24 Abril 2018
Neste fim de semana o Papa Francisco vai ordenar onze novos sacerdotes para a Diocese de Roma. Em uma missa na Basílica de São Pedro em celebração ao Quarto Domingo de Páscoa, também conhecido como "Domingo do Bom Pastor", o Papa também vai ordenar cinco outros homens para duas ordens religiosas diferentes.
Mas apenas cinco dos 11 sacerdotes de Roma são italianos, com formação no principal seminário da diocese. Os outros seis que serão incardinados na diocese do Papa não são. Fazem parte do Caminho neocatecumenal.
A reportagem é de Robert Mickens, publicada por La Croix International, 20-04-2018. A tradução é de Luísa Flores Somavilla.
Eles fizeram a preparação para o Ministério no seminário Redemptoris Mater do movimento e devem ir para fora do país para atuar em uma de suas várias paróquias ou apostolados missionários.
A missa de ordenação ocorreu durante o 55º Dia Mundial de Oração pelas Vocações. Em uma mensagem previamente divulgada pela ocasião, Francisco disse:
"E cada um de nós é chamado – à vida laical no matrimônio, à vida sacerdotal no ministério ordenado, ou à vida de especial consagração – para se tornar testemunha do Senhor, aqui e agora”.

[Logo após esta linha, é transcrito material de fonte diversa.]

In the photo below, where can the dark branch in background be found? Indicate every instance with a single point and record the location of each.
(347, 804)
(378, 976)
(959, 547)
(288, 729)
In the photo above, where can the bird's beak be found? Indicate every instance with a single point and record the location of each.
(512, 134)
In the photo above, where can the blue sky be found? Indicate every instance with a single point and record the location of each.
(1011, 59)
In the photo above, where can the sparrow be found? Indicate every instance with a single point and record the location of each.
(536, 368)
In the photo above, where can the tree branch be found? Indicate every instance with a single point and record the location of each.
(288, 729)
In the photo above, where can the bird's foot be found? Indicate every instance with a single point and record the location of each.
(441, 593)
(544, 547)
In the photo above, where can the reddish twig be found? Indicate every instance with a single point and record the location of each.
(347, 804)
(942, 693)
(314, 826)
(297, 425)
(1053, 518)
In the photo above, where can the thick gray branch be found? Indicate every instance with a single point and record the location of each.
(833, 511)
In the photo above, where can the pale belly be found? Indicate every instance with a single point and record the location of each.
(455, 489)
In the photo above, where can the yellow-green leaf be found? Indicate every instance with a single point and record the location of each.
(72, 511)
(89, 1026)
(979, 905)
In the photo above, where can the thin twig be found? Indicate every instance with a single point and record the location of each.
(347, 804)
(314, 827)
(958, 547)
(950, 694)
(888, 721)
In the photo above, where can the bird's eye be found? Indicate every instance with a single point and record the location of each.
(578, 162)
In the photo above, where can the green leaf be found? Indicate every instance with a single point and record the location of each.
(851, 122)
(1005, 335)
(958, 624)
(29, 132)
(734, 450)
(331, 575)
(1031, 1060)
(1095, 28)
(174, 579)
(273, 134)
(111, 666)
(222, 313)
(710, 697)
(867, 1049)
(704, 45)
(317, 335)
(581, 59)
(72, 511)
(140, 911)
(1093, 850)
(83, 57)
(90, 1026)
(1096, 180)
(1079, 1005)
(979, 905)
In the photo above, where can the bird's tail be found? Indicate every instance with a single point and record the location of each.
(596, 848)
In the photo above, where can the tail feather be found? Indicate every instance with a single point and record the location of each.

"Na diversidade e especificidade de cada vocação, pessoal e eclesial, trata-se de escutar, discernir e viver esta Palavra (de Deus) que nos chama do Alto e, ao mesmo tempo que nos permite desenvolver os nossos talentos, faz de nós também instrumentos de salvação no mundo e nos guia à felicidade plena”, declarou.
Resumindo, o Papa concentrou todos os vários tipos de chamados cristãos. Mas não disse nada sobre o que quase todo mundo reconhece hoje como uma "crise vocacional" muito palpável na Igreja – principalmente no que tange ao sacerdócio.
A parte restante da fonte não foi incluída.